REGGIO CALABRIA. «L'errore più grande che corriamo è il rischio di definire emergenza una situazione che ormai c'è; che non è più di passaggio, ma si evolve da anni. Bisogna prendere coscienza e conoscenza della realtà, senza voltarsi dall’altra parte. Prendere decisioni che non siano momentanee o 'toppe', ma siano importanti per il futuro e soprattutto pianificate con razionalità». Lo dice l’arcivescovo metropolita di Agrigento, il cardinale Francesco Montenegro, presidente della Caritas italiana e presidente della Commissione episcopale per il servizio della carità e la salute, intervistato dal magazine del Consiglio regionale della Calabria (www.calabriaonweb.it).

Il cardinale ha preso parte a Reggio Calabria a un incontro organizzato dall’associazione «Nuova Solidarietà» sul tema "Migranti, tra accoglienza ed indifferenza». A Francesco Scopelliti, che l’ha intervistato, sua eminenza ha specificato che «occorre allontanare con fermezza la sindrome della paura. E ribadisco l’importanza di lavorare in sinergia tra enti e tra istituzioni. Verticalmente ed orizzontalmente. Le soluzioni ci potrebbero essere semplicemente abbassando la quota migranti per ogni comune che dovrebbe accoglierli e, contestualmente, aumentare il numero dei comuni disposti ad accoglierli. Su quest’ultimo aspetto si dovrebbe lavorare di più. Ma prima di ogni cosa, dobbiamo sconfiggere la 'paurà dell’immigrato. Una falsa paura, in realtà si ha timore della povertà, perché denuncia chi siamo...».

Alla domanda circa l’impegno dispiegato dalla Chiesa, ha risposto: «La Chiesa siamo noi. Noi comunità, noi cittadini, noi volontari del terzo settore. Certo è che un cristiano non può fare la comunione, se poi, fuori dalla chiesa, ignora l'immigrato, o addirittura, lo denigra. La Chiesa deve aiutare ognuno di noi a chiedersi: quale futuro voglio?
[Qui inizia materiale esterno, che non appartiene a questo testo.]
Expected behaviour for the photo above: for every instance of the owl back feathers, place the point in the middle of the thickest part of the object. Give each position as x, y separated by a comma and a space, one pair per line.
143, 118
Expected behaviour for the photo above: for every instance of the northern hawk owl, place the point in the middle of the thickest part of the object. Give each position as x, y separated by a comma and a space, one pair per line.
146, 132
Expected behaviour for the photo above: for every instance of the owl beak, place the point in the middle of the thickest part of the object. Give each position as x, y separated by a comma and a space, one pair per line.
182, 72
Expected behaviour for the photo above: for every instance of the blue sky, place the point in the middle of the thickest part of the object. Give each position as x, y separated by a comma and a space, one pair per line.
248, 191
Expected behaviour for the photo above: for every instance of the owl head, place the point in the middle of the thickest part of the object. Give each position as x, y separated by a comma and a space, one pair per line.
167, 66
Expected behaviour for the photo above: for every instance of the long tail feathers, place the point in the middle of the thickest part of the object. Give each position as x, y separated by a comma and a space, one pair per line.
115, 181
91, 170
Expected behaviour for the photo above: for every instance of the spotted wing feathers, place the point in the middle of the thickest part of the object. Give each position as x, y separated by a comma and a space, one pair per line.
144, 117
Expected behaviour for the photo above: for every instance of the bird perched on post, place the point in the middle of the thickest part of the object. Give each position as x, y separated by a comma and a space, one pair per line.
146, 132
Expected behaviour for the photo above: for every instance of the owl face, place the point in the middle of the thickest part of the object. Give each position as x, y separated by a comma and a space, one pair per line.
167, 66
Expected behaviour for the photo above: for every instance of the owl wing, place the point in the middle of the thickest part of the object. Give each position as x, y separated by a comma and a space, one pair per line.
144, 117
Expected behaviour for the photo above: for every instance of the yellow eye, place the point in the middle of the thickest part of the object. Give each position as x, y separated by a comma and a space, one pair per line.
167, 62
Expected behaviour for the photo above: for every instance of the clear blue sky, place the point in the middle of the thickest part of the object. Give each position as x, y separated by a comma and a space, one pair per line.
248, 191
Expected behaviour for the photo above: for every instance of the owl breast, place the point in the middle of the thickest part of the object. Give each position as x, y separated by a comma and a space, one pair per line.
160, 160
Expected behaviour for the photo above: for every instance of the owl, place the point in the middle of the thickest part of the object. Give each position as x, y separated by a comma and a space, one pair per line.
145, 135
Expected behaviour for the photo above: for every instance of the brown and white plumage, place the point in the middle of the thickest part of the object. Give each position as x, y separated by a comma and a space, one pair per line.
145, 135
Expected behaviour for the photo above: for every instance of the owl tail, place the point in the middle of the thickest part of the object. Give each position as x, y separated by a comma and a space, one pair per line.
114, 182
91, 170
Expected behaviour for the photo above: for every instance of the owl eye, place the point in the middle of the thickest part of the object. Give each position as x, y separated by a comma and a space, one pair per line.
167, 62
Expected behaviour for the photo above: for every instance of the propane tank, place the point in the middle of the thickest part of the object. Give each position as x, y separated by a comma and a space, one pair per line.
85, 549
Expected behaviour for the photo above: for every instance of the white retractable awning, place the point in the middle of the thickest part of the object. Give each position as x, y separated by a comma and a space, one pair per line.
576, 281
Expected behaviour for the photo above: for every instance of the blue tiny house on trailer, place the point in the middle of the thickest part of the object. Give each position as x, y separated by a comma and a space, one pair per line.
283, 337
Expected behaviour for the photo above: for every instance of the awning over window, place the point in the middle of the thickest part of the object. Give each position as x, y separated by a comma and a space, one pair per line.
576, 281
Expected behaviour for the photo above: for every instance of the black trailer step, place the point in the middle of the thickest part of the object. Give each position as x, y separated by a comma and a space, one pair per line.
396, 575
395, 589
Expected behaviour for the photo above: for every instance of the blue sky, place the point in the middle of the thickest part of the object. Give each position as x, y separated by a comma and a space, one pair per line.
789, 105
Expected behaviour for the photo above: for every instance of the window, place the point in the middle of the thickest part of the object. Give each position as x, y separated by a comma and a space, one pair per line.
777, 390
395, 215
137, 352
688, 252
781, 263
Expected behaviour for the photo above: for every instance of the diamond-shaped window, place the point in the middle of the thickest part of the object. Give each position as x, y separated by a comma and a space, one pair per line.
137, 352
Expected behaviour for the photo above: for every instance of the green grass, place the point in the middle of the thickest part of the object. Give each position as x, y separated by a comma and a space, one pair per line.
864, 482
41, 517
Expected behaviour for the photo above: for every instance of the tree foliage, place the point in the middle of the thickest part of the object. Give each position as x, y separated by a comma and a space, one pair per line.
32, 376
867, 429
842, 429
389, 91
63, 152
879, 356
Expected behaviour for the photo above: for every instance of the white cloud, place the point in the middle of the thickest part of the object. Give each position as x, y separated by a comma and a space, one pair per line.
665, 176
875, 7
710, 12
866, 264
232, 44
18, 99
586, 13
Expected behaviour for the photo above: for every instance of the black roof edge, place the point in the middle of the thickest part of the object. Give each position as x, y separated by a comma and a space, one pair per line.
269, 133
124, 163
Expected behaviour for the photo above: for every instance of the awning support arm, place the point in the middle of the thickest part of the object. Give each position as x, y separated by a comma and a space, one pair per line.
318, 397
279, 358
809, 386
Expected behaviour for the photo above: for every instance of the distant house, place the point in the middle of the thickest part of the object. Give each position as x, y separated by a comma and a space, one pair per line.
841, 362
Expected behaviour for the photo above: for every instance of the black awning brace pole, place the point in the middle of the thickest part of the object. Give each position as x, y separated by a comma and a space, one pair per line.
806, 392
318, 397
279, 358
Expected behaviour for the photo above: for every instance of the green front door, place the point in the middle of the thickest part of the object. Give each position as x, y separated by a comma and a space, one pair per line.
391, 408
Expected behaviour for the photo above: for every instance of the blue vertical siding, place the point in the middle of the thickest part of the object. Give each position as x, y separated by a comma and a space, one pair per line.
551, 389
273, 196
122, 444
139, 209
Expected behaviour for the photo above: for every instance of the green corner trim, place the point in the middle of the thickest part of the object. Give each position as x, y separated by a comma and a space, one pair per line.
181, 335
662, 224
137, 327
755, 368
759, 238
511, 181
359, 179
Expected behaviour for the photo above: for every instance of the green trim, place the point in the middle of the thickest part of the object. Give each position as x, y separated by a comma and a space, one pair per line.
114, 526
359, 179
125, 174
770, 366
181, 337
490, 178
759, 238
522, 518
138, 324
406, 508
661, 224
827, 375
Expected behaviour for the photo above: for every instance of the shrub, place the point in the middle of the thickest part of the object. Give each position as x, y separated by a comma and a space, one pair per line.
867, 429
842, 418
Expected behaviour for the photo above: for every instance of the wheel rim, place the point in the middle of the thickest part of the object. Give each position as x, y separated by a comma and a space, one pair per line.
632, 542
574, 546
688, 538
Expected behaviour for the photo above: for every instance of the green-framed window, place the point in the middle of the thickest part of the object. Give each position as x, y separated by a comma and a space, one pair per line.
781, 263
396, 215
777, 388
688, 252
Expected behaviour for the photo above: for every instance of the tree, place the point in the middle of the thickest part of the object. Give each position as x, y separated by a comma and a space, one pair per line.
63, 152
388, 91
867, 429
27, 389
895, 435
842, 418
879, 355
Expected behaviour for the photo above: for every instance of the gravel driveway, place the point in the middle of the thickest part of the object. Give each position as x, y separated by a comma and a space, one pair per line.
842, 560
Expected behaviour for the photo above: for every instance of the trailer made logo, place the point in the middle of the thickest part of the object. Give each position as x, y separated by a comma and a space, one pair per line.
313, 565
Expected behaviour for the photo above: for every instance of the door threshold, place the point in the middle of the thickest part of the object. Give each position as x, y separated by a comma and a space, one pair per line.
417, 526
Perché, il nostro futuro comincia oggi, e se oggi non ci proiettiamo in avanti, in una società italiana ed europea che sta invecchiando e che ha bisogno di nuove mani e nuove menti, ci ritroveremo, in pochi anni, in una condizione di disagio e degrado sociale».

Il cardinale ha ricordato la strage di Lampedusa del 3 ottobre del 2013 in cui persero la vita 368 migranti: «Non mi vergogno a dirlo: già la notte dopo scrissi al Papa. Fui colto da una crisi religiosa. Scrissi chiedendo a Sua Santità come avrei fatto a spiegare ai miei concittadini, ai miei fedeli, a chiunque me lo avesse chiesto, dove trovare il coraggio della fede dopo tanto strazio, tanto dolore, tanta morte. Se Dio c'è, gli domandai, come ha potuto permettere una tale atrocità? Il Papa mi rispose che da lì a qualche giorno sarebbe atterrato a Lampedusa e avremmo pregato insieme per i nostri fratelli, povere vittime del mare e di una speranza tradita. Di quelle tristi ore ricordo i pianti disperati dei soccorritori, ricordo le lacrime versate in quel gommone, impegnato anch’io con un cordone robusto a tirare le salme; ricordo i cittadini lampedusani darci una mano in un clima surreale e di disperazione. Della visita di Papa Francesco, camminando tra le 368 salme, ricordo le sue insistenti e ripetute parole 'Quanta sofferenza!Quanta sofferenzà; ma ricordo anche le parole che rivolse a tutti i soccorritori: 'Ricordate, chi non sa piangere non sa amare!".